Likewise, The Joker has enjoyed numerous different portrayals over the decades though Zach Galifianakis (The Hangover) doesn’t attain the same level as his co-star. This Joker, while still up to some bad-ass shit on the streets of Gotham — accompanied by many familiar supervillains like Penguin, Catwoman, Bane (a stand-out, it should be noted), et al, and some unfamiliar, such as Eraser and Condiment King — does not hit the mark in the same way in terms of character. Cleverly, the writers have taken a new look at their relationship with Batman as the alpha male and Joker the doting spouse, looking for constant approval and affirmation.
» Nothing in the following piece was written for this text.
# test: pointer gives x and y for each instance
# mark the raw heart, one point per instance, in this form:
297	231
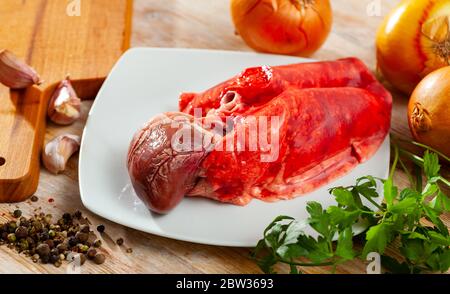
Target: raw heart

But Bats isn’t as keen on Jokes as the latter would like. The Dark Knight’s metaphorical admission that he’s been fighting other villains does not go down well and spurs the maniacal clown on to vengeance. This, for want of a better word, is a cute Joker; he even makes emoji-like sad eyes at his quarry when spurned. Sadly, Galifianakis isn’t up to the task and delivers a vague and impressionless performance. This is no Mark Hamill by any means.

It’s not a terrible or even bad performance, it’s just lost within the whirlwind of the movie. And then there’s Ralph Fiennes as Alfred Pennyworth – certainly up there and fighting Michael Gough and Michael Caine for best portrayal as Wayne Manor’s ever-present butler. Robin, who it’s fair to say hasn’t been represented on screen magnificently (not since 1966 anyway), also receives top-notch voice action from Michael Cera (another Arrested Development alumni). His innocence and unbridled joy as both the Boy Wonder and orphan Dick Grayson are pitched perfectly, countering Batman’s darker tones. In truth, Robin is us as we watch the film – constantly in awe of Batman and enjoying every single brick of the ride.

Speaking of bricks, this is a LEGO movie and there’s a lot of brick on display. Some of the more cynical among you may think this is just a multi-million dollar advert for merchandise but, frankly, we don’t care. And we’re pretty sure LEGO are doing alright for cash.

Audiences will delight at the evil army unlocked by the Joker in Phantom Zone (that’s a prison set up by Batman’s “rival” Superman for particularly nasty villains) including, but not limited to: Voldemort, from the Harry Potter series (played by comedian Eddie Izzard, incidentally); Sauron, from The Lord of the Rings, in his glorious all-seeing eye phase; Gremlins from the, erm, Gremlins movies; and the Daleks, from the long-running BBC television series, Doctor Who.

Bat-fans will raise a cheer to hear Billy Dee Williams finally voice Two-Face, after starring as Harvey Dent in the two Tim Burton Batman outings, and hilarious mentions and recreations of previous live-action films, including references to defeating the Joker in “the one with two boats” (2008’s The Dark Knight) and “the one with the parade and the Prince music” (1989’s Batman).

The LEGO Batman Movie is such a hugely gratifying and smile-inducing watch that it seems churlish to pick up its flaws, but they are there. Because The LEGO Movie was such a hit and so amusing, this comes off as second best (not a bad thing in itself). It’s not quite as gag-filled as its predecessor and the final third suffers from being more action-packed (like a traditional superhero movie), with a maelstrom of bricks replacing the laughs and fun.

The show, however, belongs to Batman and Will Arnett. This is a movie that will be enjoyed heartily and repeatedly. Oh, and you’ll be surprised at just how funny watching Batman wait on his microwave is. Comedy moment of the year so far.

The LEGO Batman Movie is in cinemas from Feb 10, 2017.